Welcome to the first inaugural post of my Blog! Although a link from my webpage to here won't officially begin until August, I wanted to give the ol' blog a shakedown cruise. Let's bring those warp engines on line and see what happens.

No wormholes yet? Good. Let's continue.

For people possibly finding me for the first time, my mini-biography above sums me up pretty well. If you really have a lot of time, you can read more from my site here.

As I write this, I'm about to direct one of my short plays, A Richard Donner Heaven. Yes, as in the guy that directed the first Superman movie. It's great to have two members of Project Improv on board as my thespians: Tiffany LaVoie and Mike Slaton. Although it was directed and acted much to my satisfaction in 2004 for Petfish's Playwright Festival, I'm glad to have the opportunity to direct it myself. The play will be part of "Live Without a Net," a festival of drama and music produced by Sight and Sound, on August 12, 17, and 19. For more details, visit my production website here.

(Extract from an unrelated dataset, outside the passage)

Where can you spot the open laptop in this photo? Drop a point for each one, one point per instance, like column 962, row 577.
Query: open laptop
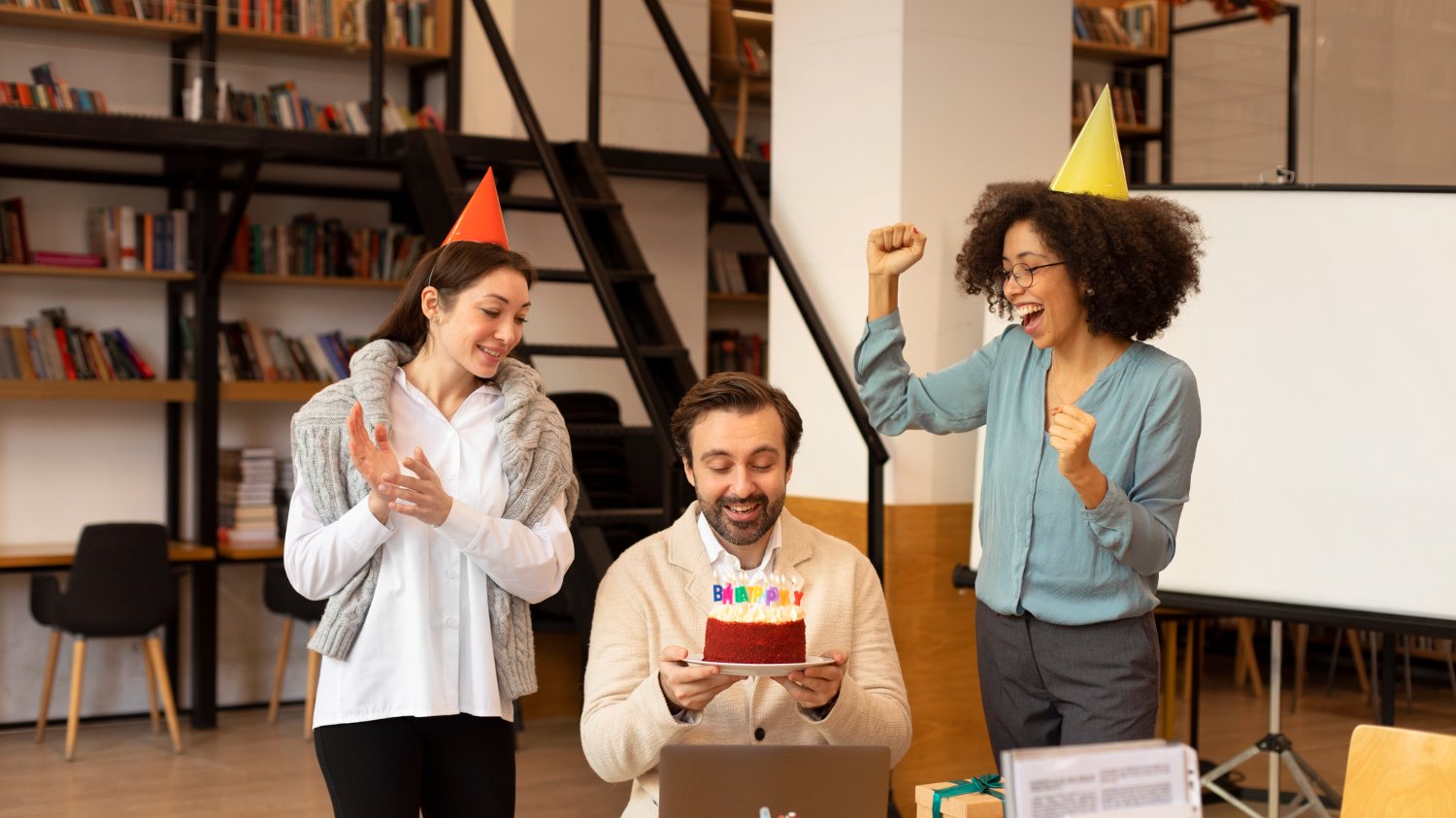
column 814, row 780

Rehearsals will begin next week. Wish me luck.

Speaking of Superman . . . last week, my wife and I saw Superman Returns (in IMAX 3-D even, woo hoo!). I think Bryan Singer is a fantastic director -- X-Men 2 ranks easily in the top five comic-book movies ever made -- so my expectations were pretty high. After seeing SR I had mixed emotions. Overall, I enjoyed it; it was a very good movie, but just short of great. The directing, cinematography and special effects were aces, and the acting very good. Routh does the impossible by striking a balance between honoring Reeve's performance and adding his own dimensions to Kent/Superman. I like Bosworth as an actress, and she does fine as Lois Lane here, but I miss Margot Kidder's edge. Spacey's Lex equals Hackman's excellence, but is protrayed darker, which fits the tone of Singer's movie.

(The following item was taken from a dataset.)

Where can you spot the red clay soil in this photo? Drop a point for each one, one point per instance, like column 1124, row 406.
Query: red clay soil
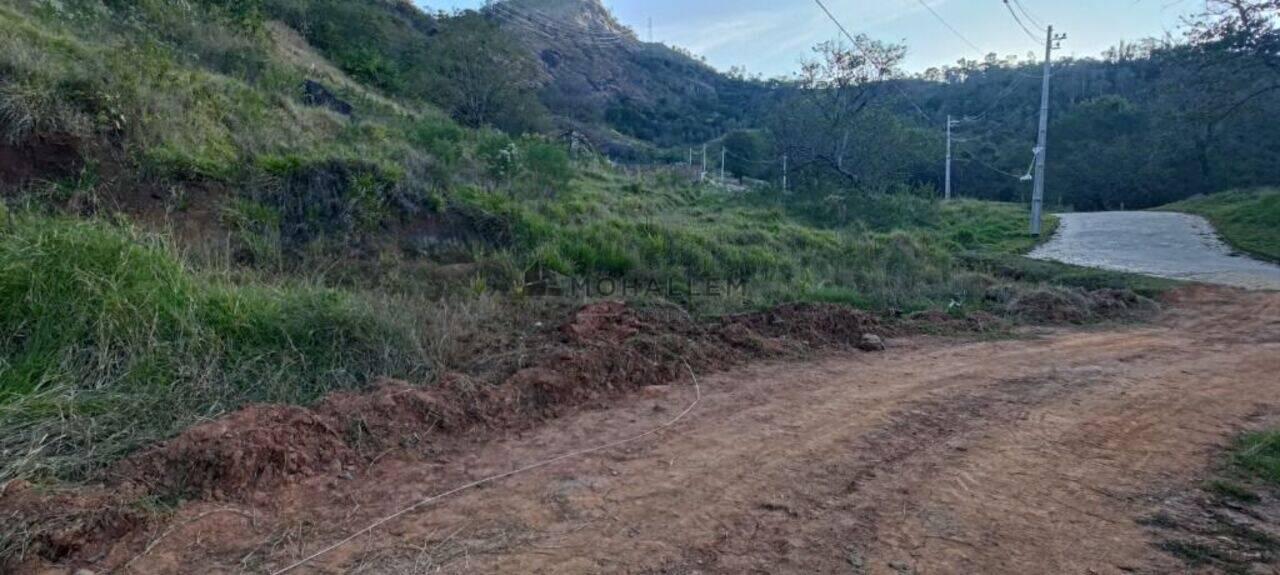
column 1040, row 455
column 45, row 158
column 604, row 351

But -- spoiler alert -- not counting nagging questions that may be answered in sequels (like, are Supes's Krypton crystals that Lex left behind floating with the rest of his "continent" in space??), I have three main problems with the flick.

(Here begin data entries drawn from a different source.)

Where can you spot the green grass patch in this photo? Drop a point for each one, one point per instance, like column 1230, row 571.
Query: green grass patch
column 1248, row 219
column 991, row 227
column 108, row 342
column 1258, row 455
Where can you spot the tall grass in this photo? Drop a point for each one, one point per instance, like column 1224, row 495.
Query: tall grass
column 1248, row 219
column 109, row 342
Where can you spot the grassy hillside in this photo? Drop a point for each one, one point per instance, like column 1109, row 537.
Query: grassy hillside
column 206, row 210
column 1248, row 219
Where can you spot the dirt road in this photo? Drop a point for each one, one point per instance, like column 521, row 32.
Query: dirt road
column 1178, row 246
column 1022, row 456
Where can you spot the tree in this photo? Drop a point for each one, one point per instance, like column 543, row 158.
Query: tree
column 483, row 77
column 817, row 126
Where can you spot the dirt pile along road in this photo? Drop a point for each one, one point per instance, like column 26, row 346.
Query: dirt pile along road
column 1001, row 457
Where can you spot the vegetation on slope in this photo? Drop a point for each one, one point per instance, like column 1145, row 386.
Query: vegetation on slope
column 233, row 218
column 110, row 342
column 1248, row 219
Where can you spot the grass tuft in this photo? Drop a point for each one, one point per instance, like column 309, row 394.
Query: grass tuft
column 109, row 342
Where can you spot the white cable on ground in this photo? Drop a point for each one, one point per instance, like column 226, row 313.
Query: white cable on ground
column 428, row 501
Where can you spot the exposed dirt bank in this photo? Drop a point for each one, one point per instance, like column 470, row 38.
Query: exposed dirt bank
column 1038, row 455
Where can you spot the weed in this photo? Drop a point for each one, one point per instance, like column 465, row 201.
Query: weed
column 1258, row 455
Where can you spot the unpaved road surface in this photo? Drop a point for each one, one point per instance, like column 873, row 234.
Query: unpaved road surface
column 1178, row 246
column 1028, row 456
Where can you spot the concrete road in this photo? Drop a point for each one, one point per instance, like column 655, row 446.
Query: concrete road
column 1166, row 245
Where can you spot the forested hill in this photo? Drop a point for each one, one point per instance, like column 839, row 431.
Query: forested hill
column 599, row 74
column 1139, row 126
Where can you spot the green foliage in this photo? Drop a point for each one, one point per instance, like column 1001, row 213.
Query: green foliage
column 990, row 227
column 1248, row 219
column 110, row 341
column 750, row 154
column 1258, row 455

1) Lex Luthor as a villian. I don't blame the filmmakers for re-kicking off the franchise with Supes's most well-known villian, but he has now been in four of the five Superman movies. The whole "I'm gonna outsmart you with some kryptonite and beat you up/drown you" thing is getting old. Please, give me some fighting thrills with a General Zod or a Doomsday next time.

2) The ending. It's waaaay tooooo looooong. The pacing drains away the dramatic power of Supes's near-death experience.

3) The kid. Good grief o'gravy. What the F do they plan to do with this character? If they plan on kicking off a Superboy franchise, need I remind Warner Bros. that they already have? It's called Smallville! I can't say I follow the tv show, but I'd rather see those guys on the big screen than whatever this character will become. The chronology of the movies would have to jump ahead at least ten years (and make him a teenager) for it to get even remotely interesting. And I don't want to see Pop and Kid beating up bad guys together. Even worse is wasting the setup. Does he have superpowers or not? If he does, use them. If not, why didn't they just make him fully human and not half-Kryptonian, with Lois's fiance as the father? IMHO, it may have been more interesting to see how Superman/Kent dealt with a child that he may "uncle" from the sidelines -- knowing that, if things had been different, and Supes had settled down with Lois, the child could have been his. So the poignancy of the actual father/son situation is soured by the thoughts of a movie exec inserting this whole plot point in order to make a young, quote-unquote hip Superboy movie in the next five years. (And I want to know why kryptonite didn't bother the kid. If his powers have manifested -- as they do a few minutes later when he pushes the piano -- it doesn't make sense. If there are new "rules" for how kryptonite affects half-Kryptonians, the movie doesn't even suggest what they are. Yet. Maybe the sequels will.)

That aside, Superman Returns is worth plunking down your dollars for. When you add up its strengths and weaknesses, it's almost equal to Donner's Superman. And I do look forward to sequels -- minus Supertyke.